USS Antietam (CV-36)
Conventionally-Powered Aircraft Carrier
Part of the large World War 2-era Essex-class, USS Antietam built her combat record in the ensuing Korean War of 1950-1953.
Authored By: Staff Writer | Last Edited:
The Essex-class made up the most important aircraft carrier design for the United States Navy (USN) during World War 2 (1939-1945). Of the thirty-two ships planned, twenty-four were ultimately completed and many of the group operated well into the 1970s, showcasing just how critical the design would be heading throughout the Cold War period (1947-1991). One of the family became USS Antietam (CV-36) which arrived in 1945, though too late for operational combat service in the Second World War. It did, however, see considerable "time on station" during the Korean War (1950-1953), the first of several major "proxy wars" fought between the Soviet Union and the United States.
USS Antietam was built to the "long-hull" specification (as opposed to "short-hull") and saw her keel laid down on March 15th, 1943. She was launched on August 20th, 1944 and was formally commissioned for service on January 28th, 1945. As built, the warship displaced 27,100 tons (under standard load) and was given an overall length of 888 feet with a beam of 93 feet and a draught measuring 28.6 feet. Power was from 8 x boiler units feeding 4 x Westinghouse geared steam turbines developing 150,000 horsepower to 4 x shafts under stern. With this, the vessel could make heady at 33 knots in ideal conditions. Aboard was a crew numbering around 3,450 personnel which included an air wing, security and many special role crewmen.
Up to 100 aircraft could be carried about her decks and in her hangar spaces. These consisted of fixed-wing, prop-driven designs capable of attack, defense and support though, in time, jet-powered types were supported outright. Hangar elevators provided the needed access to the decks below for rearming and refueling as well as repair and general maintenance.
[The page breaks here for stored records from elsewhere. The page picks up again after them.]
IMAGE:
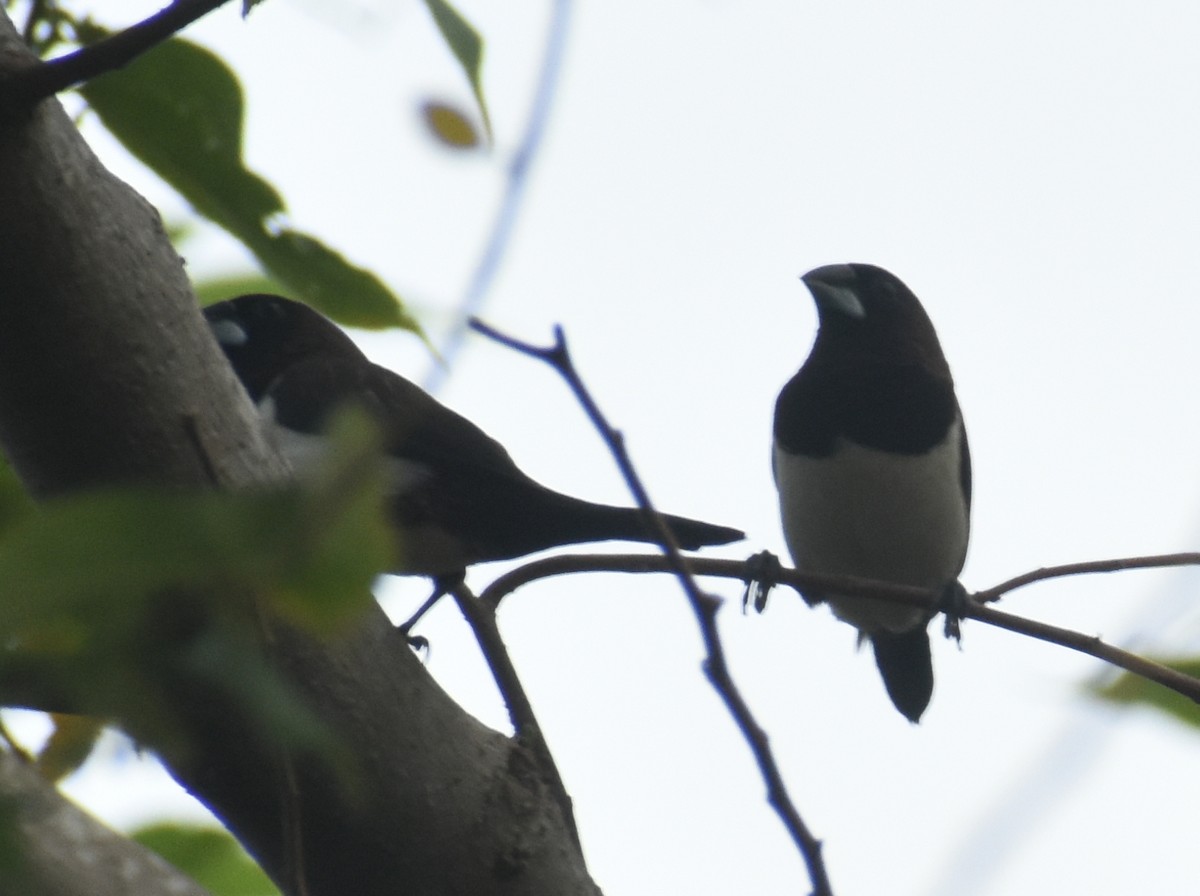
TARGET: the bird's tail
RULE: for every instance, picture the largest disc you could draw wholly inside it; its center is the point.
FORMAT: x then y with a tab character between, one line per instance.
577	521
907	669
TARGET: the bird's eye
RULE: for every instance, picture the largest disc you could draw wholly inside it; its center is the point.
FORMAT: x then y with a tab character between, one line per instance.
228	332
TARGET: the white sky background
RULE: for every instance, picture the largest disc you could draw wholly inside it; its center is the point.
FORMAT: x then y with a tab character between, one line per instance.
1027	168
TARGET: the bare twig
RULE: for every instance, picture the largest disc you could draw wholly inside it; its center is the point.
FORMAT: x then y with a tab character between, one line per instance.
705	607
1078	569
515	190
975	608
47	78
481	619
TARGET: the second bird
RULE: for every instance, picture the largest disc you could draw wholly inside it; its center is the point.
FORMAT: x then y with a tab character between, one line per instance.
456	497
871	464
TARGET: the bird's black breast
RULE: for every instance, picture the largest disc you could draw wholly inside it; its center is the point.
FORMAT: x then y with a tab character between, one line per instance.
898	408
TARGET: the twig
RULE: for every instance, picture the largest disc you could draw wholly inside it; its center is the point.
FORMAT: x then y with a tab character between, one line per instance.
850	587
1092	645
117	50
1077	569
481	619
705	607
520	167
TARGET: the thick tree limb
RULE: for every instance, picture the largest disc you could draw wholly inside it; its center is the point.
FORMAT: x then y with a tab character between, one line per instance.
108	374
As a straight-line flight deck design, the carrier had a simple stern-to-bow runway for launching and retrieving aircraft with the island superstructure offset to the starboard side.
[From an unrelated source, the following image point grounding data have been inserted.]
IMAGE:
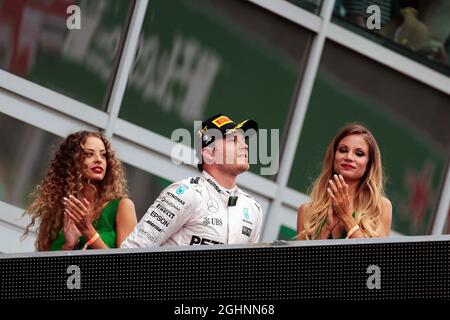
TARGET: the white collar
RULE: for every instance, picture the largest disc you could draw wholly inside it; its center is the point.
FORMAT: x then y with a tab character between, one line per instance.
228	192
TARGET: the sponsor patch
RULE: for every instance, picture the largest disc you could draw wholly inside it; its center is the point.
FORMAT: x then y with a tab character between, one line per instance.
221	121
176	198
213	206
154	226
166	211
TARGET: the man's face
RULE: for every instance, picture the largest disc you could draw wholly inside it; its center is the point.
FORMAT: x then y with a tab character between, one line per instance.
230	153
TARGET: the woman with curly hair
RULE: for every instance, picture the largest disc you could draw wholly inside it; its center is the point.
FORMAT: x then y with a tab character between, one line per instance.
347	199
82	201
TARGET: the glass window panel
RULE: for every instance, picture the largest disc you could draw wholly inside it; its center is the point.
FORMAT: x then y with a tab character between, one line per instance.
36	44
198	58
310	5
419	29
26	152
410	121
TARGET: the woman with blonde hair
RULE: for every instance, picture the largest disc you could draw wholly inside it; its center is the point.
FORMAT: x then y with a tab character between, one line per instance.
82	201
347	199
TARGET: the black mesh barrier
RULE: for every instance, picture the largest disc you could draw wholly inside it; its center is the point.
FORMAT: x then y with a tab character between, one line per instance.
359	271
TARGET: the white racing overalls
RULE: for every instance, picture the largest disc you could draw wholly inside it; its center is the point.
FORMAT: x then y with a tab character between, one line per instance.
198	211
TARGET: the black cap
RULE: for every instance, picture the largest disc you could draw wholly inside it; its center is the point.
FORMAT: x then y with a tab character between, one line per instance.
225	125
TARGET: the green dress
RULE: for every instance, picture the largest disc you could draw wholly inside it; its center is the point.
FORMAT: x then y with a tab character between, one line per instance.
105	226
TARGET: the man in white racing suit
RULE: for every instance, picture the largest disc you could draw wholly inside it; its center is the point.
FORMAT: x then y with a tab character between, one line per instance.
209	208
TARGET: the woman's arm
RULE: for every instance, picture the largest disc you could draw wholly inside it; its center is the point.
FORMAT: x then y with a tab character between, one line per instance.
126	220
325	232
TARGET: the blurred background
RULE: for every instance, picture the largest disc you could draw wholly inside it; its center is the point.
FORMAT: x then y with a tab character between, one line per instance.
137	70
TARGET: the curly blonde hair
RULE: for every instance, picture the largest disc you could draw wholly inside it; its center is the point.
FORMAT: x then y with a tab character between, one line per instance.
369	192
64	177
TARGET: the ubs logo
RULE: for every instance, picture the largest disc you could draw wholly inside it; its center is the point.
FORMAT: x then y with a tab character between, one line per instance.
213	221
213	206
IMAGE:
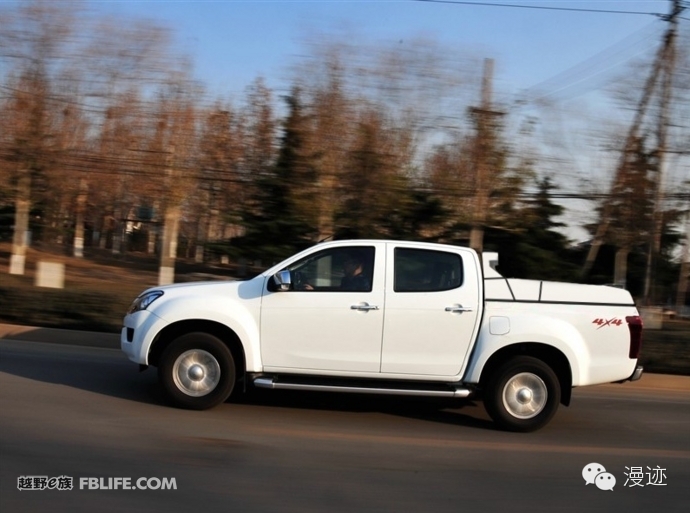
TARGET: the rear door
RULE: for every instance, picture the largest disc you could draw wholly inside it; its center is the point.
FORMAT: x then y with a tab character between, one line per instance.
432	310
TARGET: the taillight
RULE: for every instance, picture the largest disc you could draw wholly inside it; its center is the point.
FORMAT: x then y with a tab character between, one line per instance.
635	326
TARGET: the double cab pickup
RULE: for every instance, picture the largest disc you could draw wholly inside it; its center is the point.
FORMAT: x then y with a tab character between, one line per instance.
388	317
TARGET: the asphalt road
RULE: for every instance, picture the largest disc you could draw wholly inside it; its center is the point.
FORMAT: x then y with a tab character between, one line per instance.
86	413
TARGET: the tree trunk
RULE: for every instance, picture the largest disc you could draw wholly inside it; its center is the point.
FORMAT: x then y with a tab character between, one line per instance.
79	225
20	240
620	272
166	273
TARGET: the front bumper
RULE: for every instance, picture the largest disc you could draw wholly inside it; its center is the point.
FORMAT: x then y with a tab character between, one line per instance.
138	333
Armor protection ranged from 4" at the belt and 2.5" at the hangar deck to 1.5" at the protection decks and 1.5" at the conning tower. Installed armament was 4 x 5" guns in twin-gunned mountings, a further 4 x 5" guns in single-gunned mountings and 8 x 40mm Bofors Anti-Aircraft (AA) guns set about the edges of the ship. Additionally for aircraft defense the vessel was outfitted with 46 x 20mm Oerlikon guns.
Built at the American east coast in Philadelphia waters, USS Antietam followed tradition of the time and completed her shakedown cruise in Caribbean waters during March of 1945 before traversing the Panama Canal to reach the Pacific warzone (this during May-June). With the unconditional surrender of the Japanese Empire, the vessel was ordered to occupy Japanese / Chinese waters for the foreseeable future. With her services no longer needed in the massive post-war drawdown, she was decommissioned on June 21st, 1949.
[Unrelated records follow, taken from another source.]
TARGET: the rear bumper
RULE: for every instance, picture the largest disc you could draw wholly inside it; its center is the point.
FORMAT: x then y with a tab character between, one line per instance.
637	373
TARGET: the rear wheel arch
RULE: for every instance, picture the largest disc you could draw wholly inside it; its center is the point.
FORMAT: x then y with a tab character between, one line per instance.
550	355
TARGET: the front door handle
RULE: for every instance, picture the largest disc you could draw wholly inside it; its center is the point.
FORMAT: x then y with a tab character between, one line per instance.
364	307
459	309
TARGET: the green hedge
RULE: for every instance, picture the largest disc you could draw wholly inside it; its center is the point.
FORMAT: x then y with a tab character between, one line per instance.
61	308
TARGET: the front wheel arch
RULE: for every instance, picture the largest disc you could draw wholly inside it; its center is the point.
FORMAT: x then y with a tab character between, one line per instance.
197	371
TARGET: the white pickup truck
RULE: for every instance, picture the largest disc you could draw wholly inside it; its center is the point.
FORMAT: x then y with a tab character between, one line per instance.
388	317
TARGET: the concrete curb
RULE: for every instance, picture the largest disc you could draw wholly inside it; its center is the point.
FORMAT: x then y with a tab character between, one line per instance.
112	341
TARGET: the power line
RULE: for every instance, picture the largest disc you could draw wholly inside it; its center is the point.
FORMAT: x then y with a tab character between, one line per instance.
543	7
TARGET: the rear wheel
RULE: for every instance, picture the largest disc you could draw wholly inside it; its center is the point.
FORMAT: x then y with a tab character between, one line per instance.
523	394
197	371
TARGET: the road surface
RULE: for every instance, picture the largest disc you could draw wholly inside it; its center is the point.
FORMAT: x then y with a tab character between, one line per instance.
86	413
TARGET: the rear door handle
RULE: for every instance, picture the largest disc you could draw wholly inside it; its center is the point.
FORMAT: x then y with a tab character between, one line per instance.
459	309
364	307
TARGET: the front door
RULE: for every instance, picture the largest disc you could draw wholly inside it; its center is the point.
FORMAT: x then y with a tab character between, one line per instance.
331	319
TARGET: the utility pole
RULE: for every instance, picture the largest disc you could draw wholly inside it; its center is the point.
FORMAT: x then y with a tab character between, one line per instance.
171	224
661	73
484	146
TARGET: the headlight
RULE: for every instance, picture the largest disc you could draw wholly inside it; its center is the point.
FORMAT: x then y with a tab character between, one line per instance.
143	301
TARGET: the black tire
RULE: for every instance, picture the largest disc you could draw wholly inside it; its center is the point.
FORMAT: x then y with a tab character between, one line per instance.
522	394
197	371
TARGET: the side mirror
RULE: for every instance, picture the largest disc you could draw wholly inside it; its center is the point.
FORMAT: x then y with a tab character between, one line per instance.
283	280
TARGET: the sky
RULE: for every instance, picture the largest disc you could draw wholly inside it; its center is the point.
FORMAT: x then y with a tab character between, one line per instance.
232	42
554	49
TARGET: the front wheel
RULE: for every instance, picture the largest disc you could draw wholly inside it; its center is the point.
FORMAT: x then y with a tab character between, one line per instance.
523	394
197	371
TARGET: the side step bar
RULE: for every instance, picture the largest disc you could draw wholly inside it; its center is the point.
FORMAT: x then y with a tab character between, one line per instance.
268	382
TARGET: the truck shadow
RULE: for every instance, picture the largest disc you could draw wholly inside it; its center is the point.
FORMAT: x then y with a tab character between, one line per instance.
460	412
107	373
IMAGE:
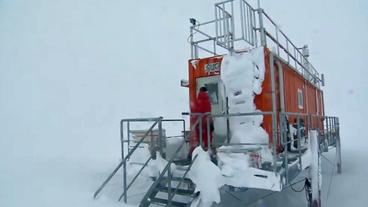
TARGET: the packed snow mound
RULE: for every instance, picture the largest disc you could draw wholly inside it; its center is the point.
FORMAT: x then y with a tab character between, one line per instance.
242	75
207	177
237	173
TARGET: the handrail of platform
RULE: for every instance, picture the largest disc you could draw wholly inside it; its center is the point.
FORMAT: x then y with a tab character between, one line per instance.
249	28
167	170
125	158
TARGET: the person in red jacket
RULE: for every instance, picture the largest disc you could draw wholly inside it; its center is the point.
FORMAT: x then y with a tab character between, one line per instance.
203	105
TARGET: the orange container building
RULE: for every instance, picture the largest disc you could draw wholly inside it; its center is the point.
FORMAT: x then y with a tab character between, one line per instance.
300	95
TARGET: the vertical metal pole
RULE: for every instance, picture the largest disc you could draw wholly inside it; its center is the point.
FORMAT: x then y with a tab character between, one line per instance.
200	130
122	139
287	49
160	139
315	169
208	133
125	182
242	17
274	109
277	39
123	160
285	141
262	30
232	25
298	141
128	135
228	134
169	198
191	43
281	86
338	146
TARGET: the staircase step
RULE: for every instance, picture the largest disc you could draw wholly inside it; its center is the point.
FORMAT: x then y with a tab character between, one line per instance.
176	179
184	192
161	201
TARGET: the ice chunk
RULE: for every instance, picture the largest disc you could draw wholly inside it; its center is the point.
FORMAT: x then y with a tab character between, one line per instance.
207	177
Her retirement was short-lived for war broke out on the Korean Peninsula after the North, backed by the Soviet Union, invaded the democratic South backed by the United States. USS Antietam was reactivated for wartime service and was on station in Korean waters before the end of 1950. This would mark her only combat deployment of her entire ocean-going career. The warship used her warplanes in anger throughout her tour of duty which eventually covered some 6,000 sorties launched from her deck. Mission types ranged from attack and reconnaissance to maritime patrolling and night intruder missions. Her time in the war ended in March of 1952 at which point she relocated to Yokosuka, Japan.
From there she was made part of the Pacific Reserve Fleet and passed through the Panama Canal into Atlantic waters for August 1952. That December she was rebuilt as CVA-36 with an angled flight deck - the first such warship in naval history - and it was during this period that she was used as a showpiece to Allies to prove the viability and efficiency of an angled deck to the British Royal Navy. She was also a participant in various joint exercises with friendlies. In August of 1953, she became an Anti-Submarine Warfare (ASW) aircraft carrier to help counter the threat posed by the growing Soviet Navy undersea force. From January 1955 onward, she sailed throughout the Mediterranean, ordered on station during the Suez Crisis of October 1956.
A period of training in home waters (near Pensacola, Florida) then greeted the mighty ship and her crews. In 1961 she was used for humanitarian assistance in the aftermath of two major hurricanes, Carla and Hattie. With more training under her belt, she was set in reserve for January 1963 and remained as such until May of 1973. Her name was struck from the Naval Register that year and in February of 1974 she was sold off for scrapping.
During her time at sea, the warship and her crews received several awards for their service: the Asiatic-Pacific Campaign Medal, the World War 2 Victory Medal, the Navy Occupation Medal (ASIA clasp), the China Service Medal, the National Defense Service Medal (with Star), the Korean War Service Medal (2 x Battle Stars) and the United Nations Korea Medal.